COAST GUARD TACTICS BOOST DRUG SEIZURES

Over the past year, the U.S. Coast Guard has confiscated a record 56 tons of
cocaine as it struggled against the latest trick in the smuggling trade, an
armada of small, high-powered vessels that race across the Caribbean on a
daily basis, officials will announce today.

The new contraband carriers, called "Go-Fast" boats by the Coast Guard,
account for 85 percent of all the illicit maritime cocaine traffic--about
400 tons a year--into the United States, according to government
intelligence estimates. Long, thin and low to the water, the boats can
manage 40 to 50 knots, twice the top speed of a typical Coast Guard cutter.

In recent months, the Coast Guard has sent helicopters with sharpshooters to
fire high-caliber bullets at the engines of fleeing vessels. The result,
officials said, has been four seizures totaling 6,640 pounds of cocaine and
marijuana.

Those new operations, along with several large seizures earlier in the year
that stemmed from an intelligence breakthrough, pushed the Coast Guard's
total cocaine haul for fiscal 1999 to nearly 112,000 pounds, compared with
about 83,000 pounds the year before, officials said.

"We made significant investments in intelligence assets that improved our
ability to detect where smugglers are departing from, the way points they
use and their destinations," said Adm. James M. Loy, commandant of the Coast
Guard. The money for those assets--primarily upgraded radar and
infrared-sensing equipment--came from $270 million in supplemental funds
appropriated for Coast Guard drug interdiction efforts last year.

In addition, the seizure in January of the Cannes, a cargo ship carrying
more than 5 tons of cocaine between Trinidad and Houston, provided
information about a major smuggling network and led to the seizure of three
other ships carrying more than 10 tons of cocaine, officials said.

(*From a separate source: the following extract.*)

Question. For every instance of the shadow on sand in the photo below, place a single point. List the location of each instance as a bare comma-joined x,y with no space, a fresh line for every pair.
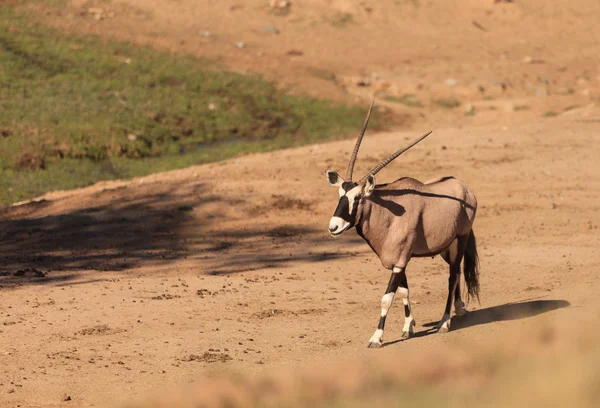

Loy, who became commandant in May 1998, said the greatest challenge was in
the southern Caribbean, where traffickers used to move cocaine easily by
boat from Colombia to way stations in Mexico, Central America, Haiti and the
Dominican Republic. There, drugs were repackaged and shipped to the United
States.

"We were getting beaten badly in the transit zone a year ago because the
Go-Fasts were simply outrunning us," Loy said. They can travel from Colombia
to Haiti, for example, in just 20 hours.